2010-11-29

A crise: partir no trem para Auschwitz ou para Calcutá?

A crise é o momento de parada para construirmos o novo, para repensar as atitudes e nos refazermos na direção certa. A crise nos desafia ao ódio ou ao amor, a partir no trem que vai para Auschwitz ou para Calcutá. A crise, quando vivida em Deus, pode mudar a visão que temos de nós mesmos e dos outros, e nos ajudar a alcançar o equilíbrio interior e o sentido existencial. Isso, muitas vezes, nos vem em meio a sombras e dores, solidão e até profundas contrariedades.

O grande Paulo Freire afirmou que “os homens se educam em comunhão”, e é verdade, visto que não crescemos sozinhos na arte do bem. Da mesma forma podemos agora lembrar Santa Teresinha ao reconhecer que “sua dor, sua prova e seu sofrimento” não tinham força de destruição, necessariamente, nas decisões e atitudes dos outros, mas exatamente na sua omissão quanto às disposições para amar e perdoar os outros. Compreender isto é até mais fácil, viver é bem mais difícil, porém, graças a Deus, possível! Eu nunca estive na “Sistina”, nunca sentei ao lado de Drummond, nunca um amigo ferido em combate me disse: “Dê-me morfina para que eu descanse em paz”. No entanto, de uma coisa eu sei por experiência pessoal: "as pessoas têm suas razões quando escolhem o bem ou mal, o amor ou o ódio, a verdade ou a mentira, o que faz delas, de certa forma, “não culpadas e nem inocentes completamente”, afinal, quem de nós pode dizer que é “o justo?” Parece que estamos sempre na sombra Sartreana: “O inferno é o outro!” Também sofremos quando vemos o coração humano se desviar da meta da santidade que é um processo diário. Da mesma forma quando vemos o tibieza na vivência da virtude em dar sentido às coisas e gestos simples.

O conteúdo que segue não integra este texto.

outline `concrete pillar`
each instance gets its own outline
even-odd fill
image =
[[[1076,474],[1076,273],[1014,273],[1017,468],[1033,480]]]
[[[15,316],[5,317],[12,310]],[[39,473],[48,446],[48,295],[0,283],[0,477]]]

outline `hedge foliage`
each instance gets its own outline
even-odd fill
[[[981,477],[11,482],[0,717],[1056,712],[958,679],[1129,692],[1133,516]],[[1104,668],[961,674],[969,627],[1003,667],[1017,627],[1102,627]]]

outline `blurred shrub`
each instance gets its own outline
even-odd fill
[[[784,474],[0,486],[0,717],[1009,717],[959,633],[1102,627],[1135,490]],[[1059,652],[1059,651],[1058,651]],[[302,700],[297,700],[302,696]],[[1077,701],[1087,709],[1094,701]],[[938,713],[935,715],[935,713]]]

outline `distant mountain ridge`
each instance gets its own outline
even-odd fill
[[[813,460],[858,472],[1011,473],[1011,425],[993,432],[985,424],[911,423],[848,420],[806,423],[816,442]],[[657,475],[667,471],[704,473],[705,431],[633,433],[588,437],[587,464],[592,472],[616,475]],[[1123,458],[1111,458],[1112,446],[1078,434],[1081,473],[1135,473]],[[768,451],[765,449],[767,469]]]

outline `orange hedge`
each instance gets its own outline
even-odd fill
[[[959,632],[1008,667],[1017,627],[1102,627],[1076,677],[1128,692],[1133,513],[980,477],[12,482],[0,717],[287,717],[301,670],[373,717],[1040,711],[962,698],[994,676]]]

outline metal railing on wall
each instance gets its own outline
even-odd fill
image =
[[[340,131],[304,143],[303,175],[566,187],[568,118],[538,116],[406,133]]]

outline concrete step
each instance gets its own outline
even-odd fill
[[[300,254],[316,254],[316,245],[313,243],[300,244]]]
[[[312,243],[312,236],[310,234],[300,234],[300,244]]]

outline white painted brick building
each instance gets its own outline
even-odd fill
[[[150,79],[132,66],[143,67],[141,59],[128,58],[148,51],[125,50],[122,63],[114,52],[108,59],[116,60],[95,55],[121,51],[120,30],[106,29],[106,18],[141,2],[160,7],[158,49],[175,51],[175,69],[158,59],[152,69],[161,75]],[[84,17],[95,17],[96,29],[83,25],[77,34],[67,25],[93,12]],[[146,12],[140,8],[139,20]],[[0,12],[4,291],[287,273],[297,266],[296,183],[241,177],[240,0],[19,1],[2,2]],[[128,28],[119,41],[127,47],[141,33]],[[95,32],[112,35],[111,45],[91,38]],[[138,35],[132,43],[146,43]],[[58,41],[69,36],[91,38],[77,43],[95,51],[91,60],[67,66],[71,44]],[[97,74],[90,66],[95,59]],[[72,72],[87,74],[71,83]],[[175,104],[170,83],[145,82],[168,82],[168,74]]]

Quando a capacidade criativa deixa de se refazer e vemos o nosso interior vazio, é porque falta algo que se perdera em algum lugar, certamente a fé e a confiança em Deus e em nós mesmos, Assim temos a certeza de que o “outro só é nosso” enquanto cativamos, enquanto amamos e nos doamos, como tão bem afirmou São João da Cruz: “Põe amor aí onde não há e colherás amor”. A crise pode ser decorrente da não vivência desse valor fundamental, a não vivência do amor. Sim, a crise..., ela pode nos fazer dar o salto significativo e este começa quando tentamos viver e dizer ao outro: “Apesar de tudo, não és meu inimigo!” Eu e Tu estávamos no Pretório e, no Gólgota, já não mais nos encontrávamos. Senhor, "se me desvio como ovelha perdida: vem procurar o teu servo!" (Sl 118,176).